Games as a medium are putting these
problems in front of a
new generation, right?
A new generation that
feels empowered to affect
and interact with the
environment around them.
Here we go, guys.
- Do it.
- The publishing task
has been completed.
Your application is now
visible in the Steam Store.
Approved for release.
I honestly believe that many more projects
are going to emerge that
will bridge that gap
between gaming and reality.
The connection between a game
and reality is getting closer and closer.
- What mods does this conflict with?
- In Stockholm,
it's the night before the big workshop
and David and Emil
are making last minute changes
to fine tune their Cities: Skylines model.

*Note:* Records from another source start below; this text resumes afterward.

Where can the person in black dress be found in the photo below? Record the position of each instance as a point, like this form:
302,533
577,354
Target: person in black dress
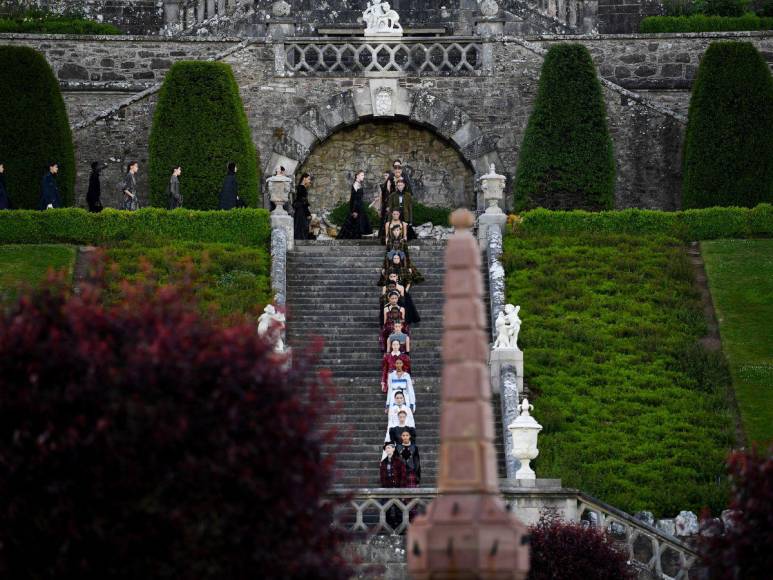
94,193
357,224
302,214
229,194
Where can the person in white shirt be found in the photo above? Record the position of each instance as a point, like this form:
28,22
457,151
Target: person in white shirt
399,381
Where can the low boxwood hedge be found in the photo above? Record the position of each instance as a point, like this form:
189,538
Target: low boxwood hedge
249,227
704,23
688,225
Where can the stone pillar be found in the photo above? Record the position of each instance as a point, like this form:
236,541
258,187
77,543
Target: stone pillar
492,186
467,532
279,193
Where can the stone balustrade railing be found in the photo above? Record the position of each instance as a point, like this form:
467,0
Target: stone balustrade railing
449,56
382,511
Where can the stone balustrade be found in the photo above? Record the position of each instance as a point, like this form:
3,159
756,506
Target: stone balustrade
650,550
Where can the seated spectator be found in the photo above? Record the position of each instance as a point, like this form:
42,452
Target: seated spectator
388,363
399,336
402,425
409,453
400,382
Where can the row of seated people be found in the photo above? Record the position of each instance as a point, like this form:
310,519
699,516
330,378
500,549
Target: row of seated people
400,464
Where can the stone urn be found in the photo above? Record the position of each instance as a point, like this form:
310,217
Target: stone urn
279,192
524,431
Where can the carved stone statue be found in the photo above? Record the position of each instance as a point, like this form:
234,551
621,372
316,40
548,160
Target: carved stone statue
271,325
508,326
381,20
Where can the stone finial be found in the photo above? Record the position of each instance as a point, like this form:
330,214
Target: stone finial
281,9
467,532
462,219
488,7
524,431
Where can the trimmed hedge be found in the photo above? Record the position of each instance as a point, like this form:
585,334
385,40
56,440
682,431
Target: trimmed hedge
689,225
728,153
34,129
566,159
249,227
703,23
45,23
201,125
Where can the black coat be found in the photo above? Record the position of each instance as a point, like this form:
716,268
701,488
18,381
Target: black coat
229,195
49,192
301,214
94,194
5,201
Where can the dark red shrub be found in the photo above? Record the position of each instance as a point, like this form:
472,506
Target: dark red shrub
742,548
569,551
143,440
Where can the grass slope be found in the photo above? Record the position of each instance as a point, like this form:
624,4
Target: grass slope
631,413
28,265
229,278
741,281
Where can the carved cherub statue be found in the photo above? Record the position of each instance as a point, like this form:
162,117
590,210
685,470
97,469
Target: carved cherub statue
507,327
271,324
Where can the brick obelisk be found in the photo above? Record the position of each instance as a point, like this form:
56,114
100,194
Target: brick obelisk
467,532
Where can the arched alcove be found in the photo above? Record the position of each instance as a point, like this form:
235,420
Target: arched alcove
440,176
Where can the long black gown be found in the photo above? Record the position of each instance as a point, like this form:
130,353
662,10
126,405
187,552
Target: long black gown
302,213
355,228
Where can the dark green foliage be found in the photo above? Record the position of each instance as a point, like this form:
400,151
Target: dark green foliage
725,7
339,214
689,225
249,227
226,277
424,213
703,23
48,23
200,124
34,129
621,392
728,153
566,159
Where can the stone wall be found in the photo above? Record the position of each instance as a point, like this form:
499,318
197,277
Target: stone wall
292,116
656,61
440,176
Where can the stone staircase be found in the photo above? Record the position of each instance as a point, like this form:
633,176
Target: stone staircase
332,293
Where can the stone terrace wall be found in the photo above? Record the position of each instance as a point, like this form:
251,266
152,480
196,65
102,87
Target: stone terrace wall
498,103
656,61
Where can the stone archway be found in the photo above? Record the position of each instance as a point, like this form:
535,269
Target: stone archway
384,99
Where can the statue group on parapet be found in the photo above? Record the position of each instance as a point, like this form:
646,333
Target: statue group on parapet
380,18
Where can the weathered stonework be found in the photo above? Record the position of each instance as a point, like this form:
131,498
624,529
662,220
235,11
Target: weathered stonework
482,116
440,176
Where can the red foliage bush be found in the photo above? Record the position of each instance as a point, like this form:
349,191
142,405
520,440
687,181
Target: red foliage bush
143,440
569,551
742,549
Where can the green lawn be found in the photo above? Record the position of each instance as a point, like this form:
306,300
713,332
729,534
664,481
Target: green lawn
27,264
634,411
227,277
741,281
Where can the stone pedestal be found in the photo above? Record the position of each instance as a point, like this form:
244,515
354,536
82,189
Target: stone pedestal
501,358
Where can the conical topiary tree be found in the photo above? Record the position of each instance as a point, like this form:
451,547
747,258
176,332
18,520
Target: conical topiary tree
566,159
728,153
200,124
34,129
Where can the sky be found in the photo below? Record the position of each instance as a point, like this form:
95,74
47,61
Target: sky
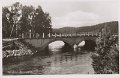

- Tell me, what stage are you at now?
- We're currently taking a look
at some modifications
to add more content
to how traffic works.
We do know it's like
just a few hours really,
until the real thing happens,
but we have like four traffic mods now,
which allows us to change
the speed of the roads,
to decide where exactly you
can turn right and left.
You can see where people are driving
and now also we have this rush hour mod.
This is crazy.
This never happened before.
It's like in real life.
Sometimes it works great
and sometimes traffic is crazy.
And at the moment it's crazy.
- Hopefully they will not see it as
as much as a problem as we do.
- Yeah.
We'll quit this, start it up tomorrow
and hope that everything will work out.
- Yes.
- This will most likely work.
- I'm really excited to see what results
will come out of this workshop.
And I think maybe this could set the tone
for a lot of other
initiatives of this type,
where you try to use new technology
that innovates and develops quite quickly
in solving some of the older problems
that we have in society.
- We've been adding a lot of bus lanes,
or bus stops.
And we have added more subway stations.
- Look how calm this is.
People walking around,
they're all happy.
- The workshop is
provoking plenty of debate
around the new development.
And at its heart is a city builder game
designed and built for entertainment.
- It's not a perfect
simulation of reality.
Nothing can do that right now.
But as a tool,
it can bring different
kinds of people together.
People with technical experience,
youths that just want to learn,
politicians that don't really understand
anything about this topic.
Everyone can look at the screen
and it's a very easy
situation where you can point
and click and say, okay, but what happens
if you drag that?
That kind of platform for discussion
hasn't really previously existed.
- The game worked perfectly.
There's a lot of people
are really interested
in seeing where this is going.
And so are we.
- Yeah.
- As we think about the future of cities
and we think about the
sustainability of urban life.
Increasingly, people are talking
about how we can use this medium
and turn it into a kind
of instrumental tool.
- I mean, maybe there haven't been
enough of these initiatives yet
for there to be a clear sense of
how much they can have an effect,
but it's certainly true that
at the moment we're living
in a deeply undemocratic time
in the urban planning process.
And so, if gaming or
something like that were
to shake that up, it
would be very welcome.
- We now have the tools that allow
a group to imagine alternatives
which we didn't have before.
- Since the Minecon event in London,
interest in Block by Block
has steadily increased,
leading to many new projects
and a huge new development
for the Block by Block team.
- Now, just now, we have been approved
as a registered 501(c)(3) charity.
That's when you start
really getting into it
and getting the ball rolling
on many different things at once.
And now we have a new set of goals,
a whole new direction for
what Block by Block can be.
- All of a sudden, the world is having
Block by Block go all around.
It's hard for me to
articulate how it feels
to get to be part of it.
It's beyond what any of us could
have ever imagined would happen.
I would have never thought that
I would be part of something
that's actually changing people's lives.